An Argumentation of Historians (A Reassuring Author’s Note)

When we put together The Long and Short of It, I thought I’d write an introduction to each story, telling how and why it came about, what was the thinking behind it and the circumstances under which it was written.

I personally thought this brief glimpse into my thought processes would frighten the living daylights out of normal, intelligent, charming people – i.e. my readers – but not so. The intros proved to be nearly as popular as the stories themselves, and that’s not hurtful at all, is it?

Anyway, I was struggling away at the typeface when the command came down from the cloud-cloaked Accent Press penthouse.

‘The intros went quite well. It might be a good idea to do one for the next book. Only a suggestion, of course.’

As an author, I know on which side my bread’s buttered. As an Accent Press author, I know on which side the electrodes are lubricated, and made haste to comply.

‘Oh, and for God’s sake make the book a bit more cheerful this time,’ was the supplementary command, relayed by a sweating minion. ‘Your last effort traumatised so many readers we had to set up a counselling group.’

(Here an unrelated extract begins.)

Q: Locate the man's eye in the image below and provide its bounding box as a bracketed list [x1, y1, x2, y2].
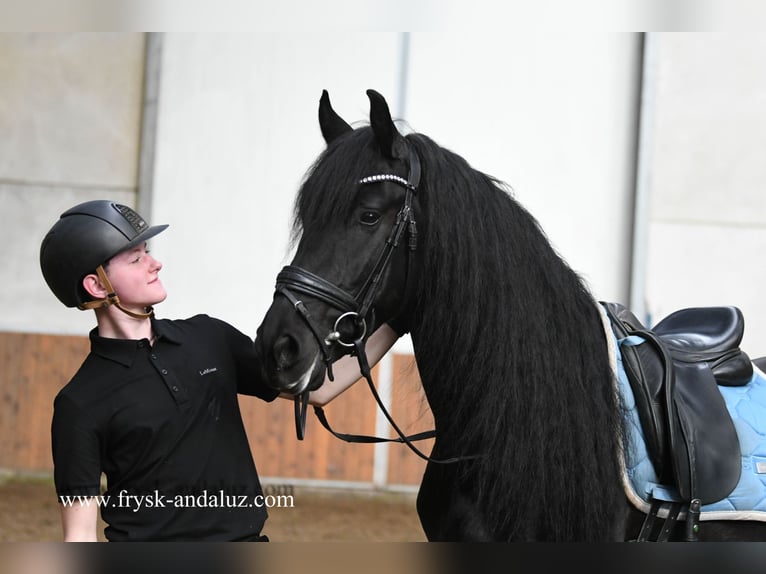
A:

While on this subject, I’ve been asked to say that for anyone still suffering the after-effects of that fine book And the Rest Is History, a few places still remain on the Accent Press sponsored Oh For God’s Sake Get Over It and Stop Being Such a Baby Support Group. Sessions are held every Wednesday and are open to all. To enrol, please bring either the deeds of your house or your first-born – whichever can be most easily translated into cash.

So, here it is, the next Chronicle. An Argumentation of Historians – and yes, it is, I think, a little more light-hearted. There are no fewer disasters, but everyone is very cheerful about them because, of course, I’m not lulling you all into a false sense of security at all, am I?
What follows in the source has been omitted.